Microblogging site Twitter has announced that advertisements for initial coin offerings (ICO) will be banned on the platform starting today.

According to the announcement, all ads related to ICOs, token sales, crypto exchanges and wallet services – unless they are public companies listed on certain major stock markets – will be removed from the site. Twitter will limit advertisement for crypto exchanges in Japan to those under the purview of the Financial Services Agency (FSA).

“Advertisement of ICOs and token sales will be prohibited globally,” a Twitter spokesperson said in a statement. “We know that this type of content is often associated with deception and fraud, both organic and paid, and are proactively implementing a number of signals to prevent these types of accounts from engaging with others in a deceptive manner.”s

Rumors that Twitter would ban crypto-related ads first surfaced earlier this month when Sky News reported the the microblogging site was planning a new advertising policy that is expected to come into effect in a couple weeks. Jack Dorsey, the CEO of Twitter, previously acknowledged account scams in the crypto space.

Twitter’s announcement echoes other advertising giants’ policy changes. Facebook restricted crypto advertising in January of this year, while Google earlier this month announced a ban that comes into force in June.

Zennon Kapron, director of financial consultancy Kapronasia, cited risks to Twitter itself as another motivator behind the ban.

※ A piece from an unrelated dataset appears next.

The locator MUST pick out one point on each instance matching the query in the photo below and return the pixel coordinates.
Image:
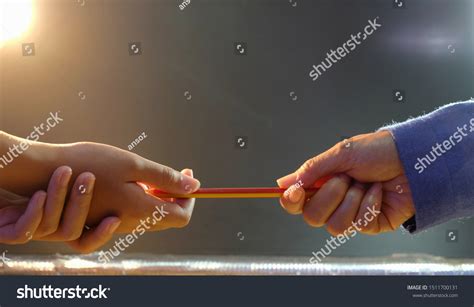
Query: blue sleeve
(437, 153)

“With the increasing number of ICOs coming to market it is an impossible task for anyone, much less platforms like Twitter or Facebook, to keep on top of which ICOs and cryptocurrencies are genuine versus frauds,” said Kapron. “Although certainly ICO advertising must have been a significant source of revenue for Twitter, the repercussions of fraudulent activities just weren’t worth the risk.”

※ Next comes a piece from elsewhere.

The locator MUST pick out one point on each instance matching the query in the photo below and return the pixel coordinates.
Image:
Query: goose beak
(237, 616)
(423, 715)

Trey Ditto, CEO of Ditto a marketing firm that specializes in cryptocurrency, blockchain and ICOs, believes these blanket bans will be adjusted in the weeks to come with much more specific language around what is and isn’t legal.

“Twitter and Facebook have bigger problems – like selling our data, altering elections and allowing hate to spread through bots and fake profiles,” said Ditto. “It’s hard not to laugh when a company like Twitter – that promotes millions of fake profiles and allows people to buy fake followers and likes – all of a sudden has a moral compass in the crypto space. Blockchain, tokens and even Web 3.0 are direct threats to companies like Twitter who for too long have dishonestly acquired, sold and even lost consumer data, but we are moving into a new world where peer-to-peer transactions eliminate the need for large distrusted institutions and we can remain private or at least control who does and doesn’t have access to our information.”